COVID-19, Chloroquine & Hydroxycholoroquine
In 1934, Hans Andersag synthesized chloroquine based on the structure of quinine. Hydroxychloroquine (HCQ) was synthesized by both sides during World War II based on chloroquine. Like quine, both of these drugs are on the WHO’s List of Essential Medicines as antimalarials (AMs) and are also used to treat inflammatory autoimmune diseases such as lupus and rheumatoid arthritis. They also have the potential for serious side effects. Additionally, because they are similar in structure and bioactivity, their side effects can be compounded by the consumption of quinine. Despite the aforementioned similarities, these drugs have substantial structural differences from quinine and cannot be used interchangeably.

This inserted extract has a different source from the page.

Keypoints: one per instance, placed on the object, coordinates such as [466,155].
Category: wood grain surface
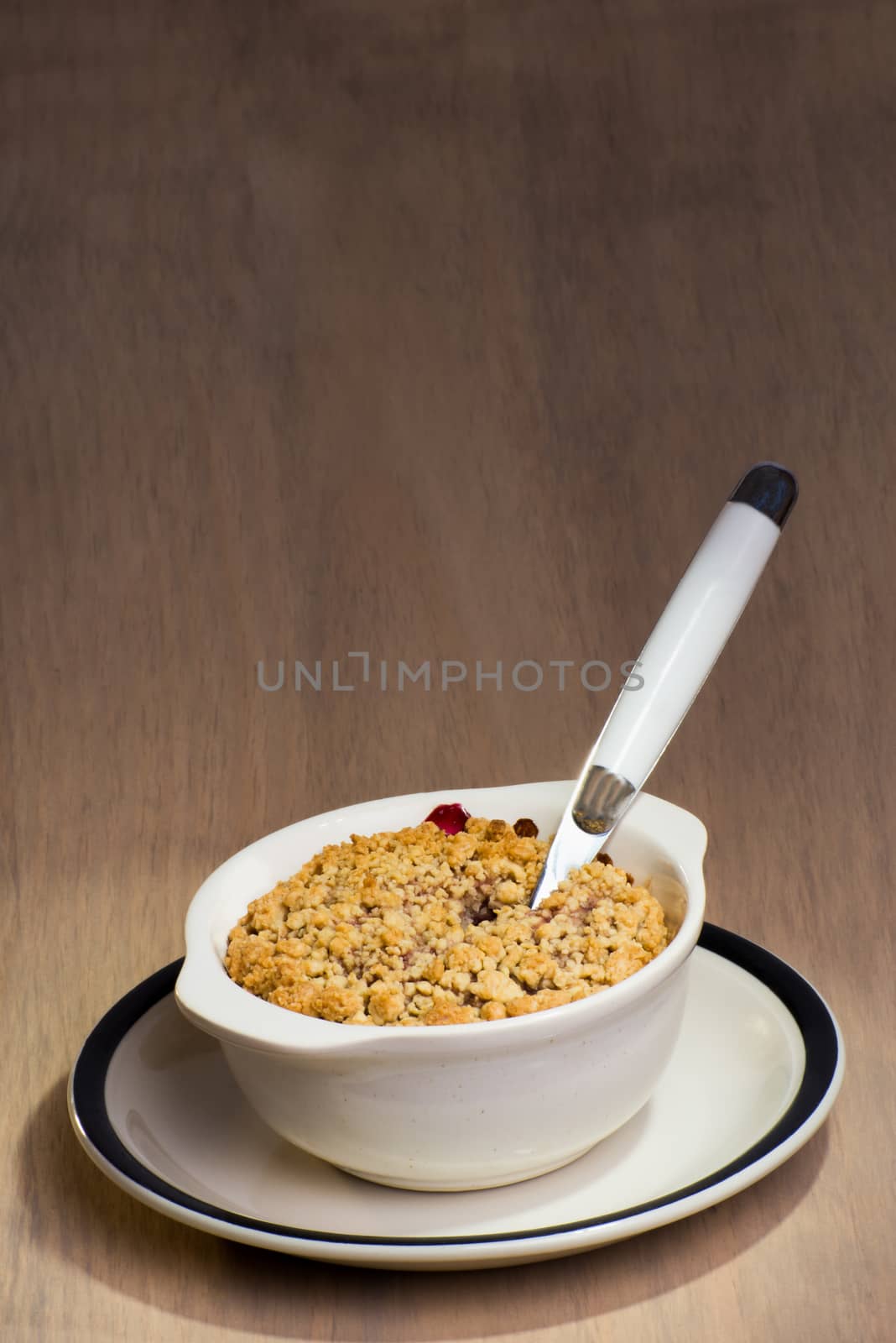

There has been much discussion of the use of chloroquine and hydroxychloroquine to treat the COVID-19 disease caused by the Sars-CoV-2 virus, not all of it grounded in fact. The current body of scientific research does not support this use and HCQ has been associated with cardiac toxicity in COVID-19 patients. Even if these drugs are effective against COVID-19, that does not mean that quinine or other cinchona alkaloids will be as well. And, as previously noted, you would need to drink inhuman amounts of tonic water to get a therapeutic dose of quinine.